I felt him jerk in fear as his head swung to look at me. He'd heard it: the fury. I would have to do better than this but by Jesus Christ I was sitting here in a stinking farm truck with our run to the coast blocked off by snow and the objective for the mission sitting beside me and telling me he'd been working for both major intelligence networks, East and West, for a long time, eight days into Northlight and already five on the deathroll and a live bomb under my legs and someone out there putting the windscreen into the crosshairs or signalling ahead of us to get a trap set or coming up from behind us like the man who was out of petrol and there was nothing I could do about it until I could get this bastard to the frontier and take him to London and leave him there to spill his guts all over Croder's debriefing desk and then I was going to ask questions, an awful lot of questions about the man running our Murmansk cell and why the hell he'd let his sleeper go on working for London and Peking without checking on his product and his couriers and his contacts and his communications because somewhere he could have been caught, could have been seen slipping a package into a furtive hand in the shadows of a crowded bar or on a bus or in a brothel or wherever they'd set up their drop, somewhere they could have tapped a line or checked a crossed signal or questioned the travel patterns or stood close to a talker, catching a hint of smoke on the air, a whiff of something burning.

'What?'

'Years,' he was saying. 'Years.'

I didn't answer him until I'd got control again.

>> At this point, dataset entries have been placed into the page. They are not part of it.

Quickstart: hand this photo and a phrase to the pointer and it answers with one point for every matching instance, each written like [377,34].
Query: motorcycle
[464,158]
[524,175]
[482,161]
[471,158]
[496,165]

Keep cool, yes, absolutely, nothing to get into a tis-was over, just sitting here thinking I'm working exclusively in the Soviet zone and all the time there's a Chinese cracker rigged to go off, love from Peking, bit of a joke really, something funny happened to me on my way to Murmansk, this one's going to kill you.

That, too, yes.

'Have you been giving them everything?'

He waited until I'd dragged the gears in: we'd started moving again. 'Not everything. Only the stuff they'd be interested in.'

'Only the stuff they'd buy?' Rather rude, that, yes, but I wasn't really in the mood for good manners.